Na początku 2021 r. za tonę węgla opałowego trzeba było zapłacić 800–1200 zł w zależności od kaloryczności, warunków oferowanych przez skład czy lokalizacji. Jesienią cena podskoczyła do 1400–1600 zł. Obecnie ceny węgla importowanego, który ma uzupełnić braki, to ok. 2200–3200 zł za tonę.
We wtorek rząd zaakceptował szereg projektów ustaw. Podczas posiedzenia odbyła się też dyskusja o polskim węglu. – W ostatnich dniach spotkaliśmy się z problemami z dostępnością w sklepach PGG. Przekierujemy cały polski węgiel do PGG — poinformowała minister klimatu Anna Moskwa. — Niektórzy pośrednicy, korzystając ze swoich zapasów, dokonali spekulacji cenowej. Po pierwsze zachęcamy do korzystania z wiarygodnych źródeł. Dodatkowo wprowadzimy rozwiązania ustawowe, które będą rekompensowały sprzedawcom utrzymującym »akceptowalne« ceny — przekazała
Szefowa resortu mówiła też, że może powstać pytanie, dlaczego minister klimatu zajmuje się węglem, ale wyjaśniała, że to kwestia bezpieczeństwa. Tłumaczyła, że mimo zachęt wciąż wielu Polaków dogrzewa się węglem. Anna Moskwa dodała również, że przekierowanie węgla na potrzeby odbiorców indywidualny ma mieć neutralny wpływ dla odbiorców masowych. Podkreślała, że nikomu w Polsce nie zabraknie węgla w sezonie grzewczym.
W poniedziałek wicerzecznik PiS Radosław Fogiel informował, że wprowadzenie dopłat do węgla dla osób najuboższych bądź wprowadzenie ceny gwarantowanej dla części tego surowca to opcje rozważane przez kierownictwo partii w porozumieniu z rządem.
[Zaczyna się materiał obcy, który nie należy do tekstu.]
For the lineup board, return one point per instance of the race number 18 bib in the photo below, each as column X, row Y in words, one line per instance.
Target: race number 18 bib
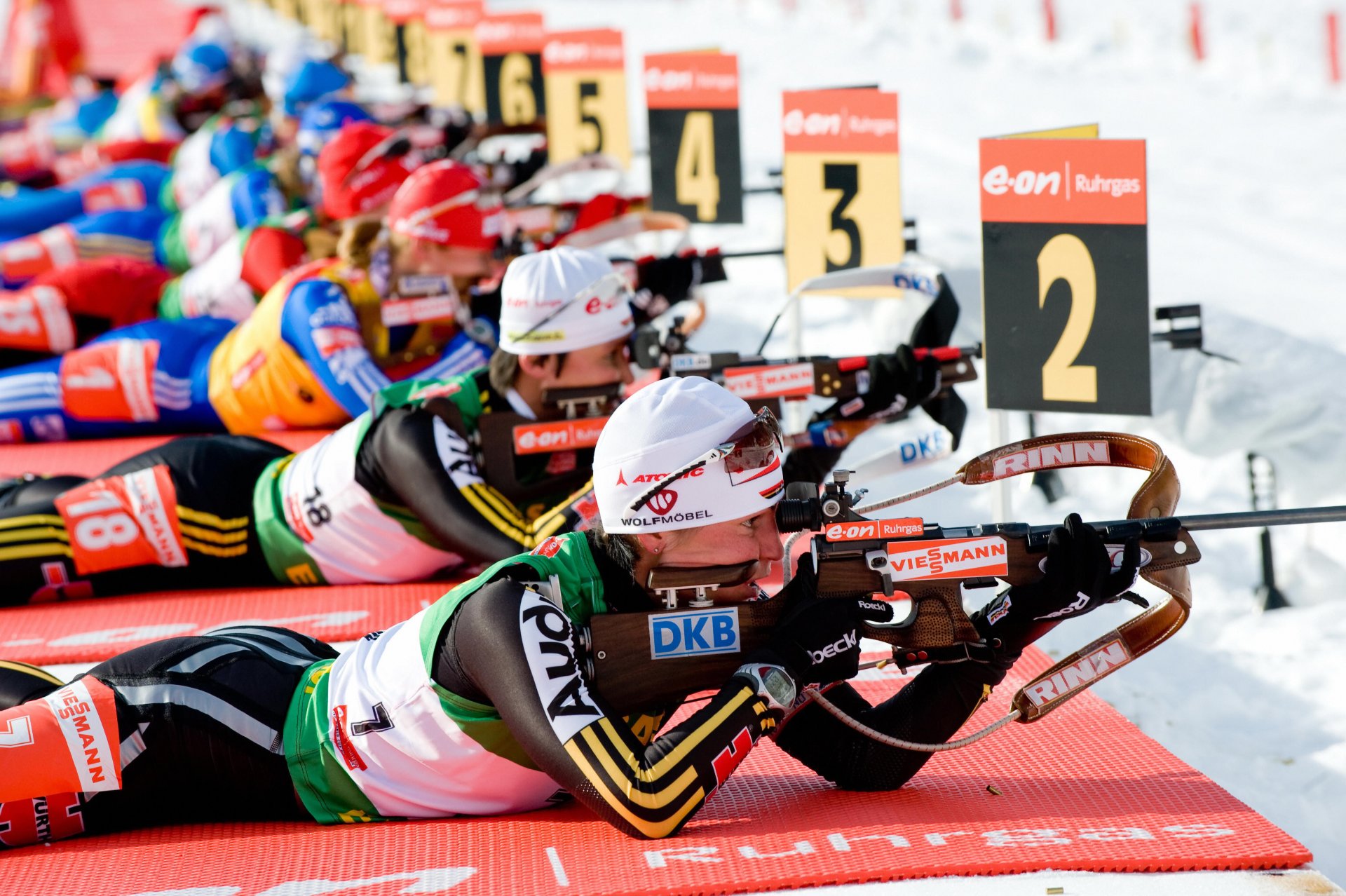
column 35, row 319
column 111, row 380
column 124, row 521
O wsparciu dla osób dogrzewających się węglem mówił w sobotę również prezes PiS Jarosław Kaczyński. — Podjęliśmy decyzję, że zapewnimy ludziom, którzy opalają swoje domy węglem, taką cenę opału, jak była jeszcze niedawno. To jeszcze nie jest skończona sprawa, ale wprowadzimy to — powiedział.